After your bankruptcy has been discharged (completed), you will want to actively rebuild your credit. Your attorney should be responsible for removing all the errors that remain on your credit report three to six months after your bankruptcy has been discharged. This is essential to you creating a positive new credit history and should be included as part of your bankruptcy services.
Because creditors know it will be 10 years before you could file for bankruptcy again, you will become a more desirable customer than you were prior to bankruptcy. It may surprise you to discover how many credit card offers and invitations to open accounts you receive after your bankruptcy is discharged.
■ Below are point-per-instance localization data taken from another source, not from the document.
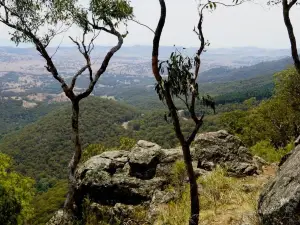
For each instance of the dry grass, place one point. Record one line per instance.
(223, 200)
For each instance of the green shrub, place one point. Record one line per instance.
(215, 189)
(265, 150)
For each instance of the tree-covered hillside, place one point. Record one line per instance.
(225, 74)
(13, 116)
(44, 148)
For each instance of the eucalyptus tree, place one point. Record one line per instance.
(39, 21)
(287, 6)
(180, 83)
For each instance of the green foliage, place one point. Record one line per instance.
(47, 203)
(275, 120)
(13, 116)
(215, 188)
(126, 143)
(266, 150)
(178, 176)
(219, 196)
(17, 192)
(92, 150)
(43, 149)
(109, 10)
(10, 208)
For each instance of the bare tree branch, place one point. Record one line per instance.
(73, 82)
(144, 25)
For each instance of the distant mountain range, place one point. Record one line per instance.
(133, 60)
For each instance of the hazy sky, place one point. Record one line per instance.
(246, 25)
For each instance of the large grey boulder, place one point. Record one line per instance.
(279, 203)
(126, 177)
(226, 150)
(125, 180)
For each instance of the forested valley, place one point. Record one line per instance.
(161, 143)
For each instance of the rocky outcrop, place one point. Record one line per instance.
(221, 148)
(141, 176)
(279, 203)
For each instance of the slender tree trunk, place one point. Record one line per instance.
(69, 203)
(289, 26)
(195, 206)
It is important for you to take the wisest path to create an excellent credit history. And it’s critical to remember you need only four lines of credit (open, active accounts) to build a superior credit history. You don’t need and should not acquire a handful of credit cards. Having many open accounts, especially with a bankruptcy history, makes you seem like a credit risk and will lower your credit scores.
Your four accounts can be with any creditor, where you make payments monthly and the business reports your account information to the major credit reporting agencies. These could include, but are not limited to:
- Car payments
- Bank credit cards – Visa, MasterCard, American Express, Discover, etc
- Department and specialty store credit cards – Cards issued by a specific store or group of merchants
- Student loans
Please note that debit card activity is not reported to credit bureaus, even when you use the credit card function. And ignore anyone who tells you one kind of account is better than another. Open the accounts that serve your life best and manage them responsibly.
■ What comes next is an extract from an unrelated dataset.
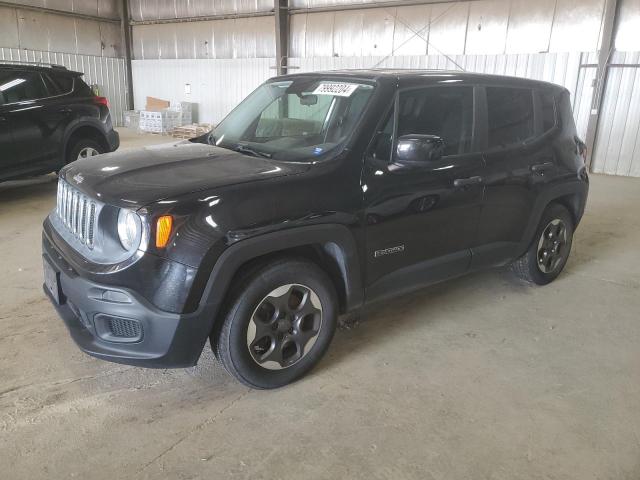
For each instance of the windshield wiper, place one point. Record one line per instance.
(251, 151)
The next basic rule to drive your credit scores up rapidly: Never charge more than 10 percent of the limit on any credit card. And pay the balance immediately. It is best to use each of a few cards once a month to make small purchases and pay them off in full. When your charges on any account exceed 50 percent of the limit on that account, your credit score begins to drop. When you use most of the available limit or max out an account, you can lose 100 to 150 points off your credit score. Don’t do it. Scores sink much faster than they rise. If you must charge an emergency purchase that would exceed 50 percent of the balance of an account, have the seller divide the purchase between a couple of accounts so the balance on each one stays as low as possible. Or pay for part of it in cash and charge part. Staying under 10 percent of the limit on every account is the smartest purchasing strategy when you want to drive your credit score higher.
Pay all bills on time. Late payments shave points off your credit score. Habitual late payments cause credit score nosedives.
If you’ve ended up in a financial disaster that requires a fresh start, know you can achieve excellent credit scores in about two years. Manage your use of credit responsibly and take strategic action to drive your scores up as rapidly as possible. It’s important to remember: Credit scoring is not about how much money you spend; it’s always determined by how you manage the credit that’s extended to you at any income level.